Reading Music and Reading Words Are Very Similar

Learning how to read music—specifically sight-reading—can be a challenge for a beginner musician. However, it does not have to be that difficult.  In fact, if you have the skills needed to read this article you already have some of the basic skills required to read sheet music. The trick is learning to take these everyday skills and employing them in a new capacity.

Discovering and Recognizing Patterns

At its core, spoken language is a musical phenomenon that uses controlled tone, pitch, and rhythm to convey meaning through sound. Each of these sounds is represented by a single, pair, or grouping of letters collectively referred to as an alphabet. When learning to read written language, our first attempts are characterized by the slow and rigorous process of sounding out each letter to produce words, sentences, paragraphs, stories, and eventually complex narratives depicting abstract ideas and emotions.

The chore of learning to read by sounding out individual letters is soon abandoned, however, and the act of reading becomes more an act of recognizing familiar and contextual patterns than an attempt to reproduce isolated sounds. On the simplest level, these patterns represent various grammatical, spelling, and usage rules that help the reader interpret the meaning intended by the writer. At their most complex, these patterns can communicate cultural information and emotional nuances that would be impossible to depict through symbols alone.

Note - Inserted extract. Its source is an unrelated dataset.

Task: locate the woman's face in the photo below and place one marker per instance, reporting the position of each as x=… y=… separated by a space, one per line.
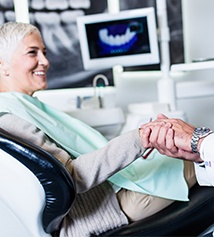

The process of reading music is essentially the same. In the same way the beginning reader translates the sound of each letter to the vocal chords, the music learner must slowly process each individual note written on the page and assign to it a singular sound from his or her instrument. This sound is then consciously assigned a particular movement of the hand, bow, or guitar pick. As the student progresses, he or she begins to recognize certain patterns of notes that are commonly used together in the form of scales, keys, and chord progressions in much the same way that the beginning reader recognizes the patterns of written language. 

How Are Patterns Useful?

Whether reading a play written by William Shakespeare or a composition penned by Mozart, recognizing patterns allows us to organize and interpret much larger pieces of information than individual notes and letters do when interpreted in isolation. In written language, patterns are established through the use of assonance, alliteration, onomatopoeia, rhyme schemes, and countless other literary devices that carry meaning. In music, meaningful patterns exist in the form of scales, intervals, keys, and chords. For example, minor chords are often described as sad chords and tend to convey feelings of longing or loss when played.

In both written language and music, it is when the reader learns to recognize and decode the patterns contained within that he or she can recreate not only the sounds and basic meaning, but the abstract, emotional themes as well.

Hear the Word

To illustrate this concept, look at anything with words on it—a billboard, a magazine, an internet page, etc.—and try not to read it.  As hard as you may try not to read it, you will find that when you see the words, you will hear them in your head. To accomplish this, you did not sound out each letter to translate the word, instead you simply recognized the familiar pattern of letters that informed you what the word was and what it sounded like. This can happen in an instant, and from here we can begin to derive the literal and figurative meaning contained within the word. Is it a word that evokes happiness, a struggle, or a geographical location? This is exactly how experienced musicians use sheet music to understand the intentions of a composer.

As one becomes more experienced at reading music, the notes on the page will begin to sound in the reader’s inner ear. A sense of tempo and duration becomes more inherent.  Following a natural progression in both reading words and music increases the natural fluidity of the student. In music, the student’s progress can be enhanced by learning to sing, just as knowing how to speak enhances the student’s ability to read.